Believe, my father said. Just like how he made me believe that every full moon God would grant my wish to have some coins if I gazed in the sky with a sincere prayer, my palms open, reaching out for the moon. I would wake up with diyes na babae (a ten-centavo coin) under my pillow.

Magic. My father would tell me that as I jumped up and down. I really thought God was a magician when I was a kid. My father, His conduit.

That particular night that I asked for a gift from Santa, my father told me to sleep early. He would be the one to wait for the Ho-Ho-Ho Man. So I slept soundly on Christmas Eve and believed that I would wake up to a sock filled with a gift.

When I woke up on Christmas Day, I went straight to where I had hung the sock. It was bursting. My heart was excited. My father was watching me. Slowly I took out the gift. Lo and behold, it was a piece of sweet potato. Believe me, I was happy. It was my first time to receive a gift from Santa.

Maybe next Christmas, my father said, Santa Claus would give another gift. It was a joyful, playful Christmas.

Looking back, that particular Christmas taught me a beautiful lesson: Santa is real. Santa is the contentment of a happy heart.

***

On Christmas 2008, the tables had turned — I played Santa to my father.

In our veranda fronting the big narra tree, I gathered everyone in my family for my annual gift giving on Christmas Eve. I was armed with a huge box filled with their Christmas wishes. When all gifts were given away to my mother, brothers, sisters-in-law, and my nieces and nephews, my father was left with no gift.

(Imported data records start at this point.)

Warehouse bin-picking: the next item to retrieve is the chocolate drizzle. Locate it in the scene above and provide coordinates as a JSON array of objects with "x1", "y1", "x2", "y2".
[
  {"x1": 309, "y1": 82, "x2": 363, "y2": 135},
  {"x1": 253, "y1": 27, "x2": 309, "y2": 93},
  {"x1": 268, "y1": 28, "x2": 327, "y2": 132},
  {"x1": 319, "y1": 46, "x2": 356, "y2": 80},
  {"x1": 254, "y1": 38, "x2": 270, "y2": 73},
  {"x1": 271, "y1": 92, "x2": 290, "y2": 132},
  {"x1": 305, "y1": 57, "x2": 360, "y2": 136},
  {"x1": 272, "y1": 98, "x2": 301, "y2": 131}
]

There was silence. The Christmas breeze hummed and in its humming the branches of the narra tree swayed. My father was in his rocking chair, his fingers tapping the armrest. Everybody had opened their gifts. Gratitude flew like confetti. But my father was dignified in his silence.

When my nieces asked for my gift to their lolo, that was the time I reached inside my pocket.

“Merry Christmas, ‘Tay,” I said as I handed a car key to my father. I pointed to the second-hand black Starex van parked in the garage. “That is your gift. For all your hardships.”

A second-hand car gave my father and our entire family brand-new happiness. The joy on my father’s face was priceless. I saved money for two years to afford our first family car for my father.

To this day, long after he is gone, I still feel the warmth of my father’s embrace on the night Santa came to our home.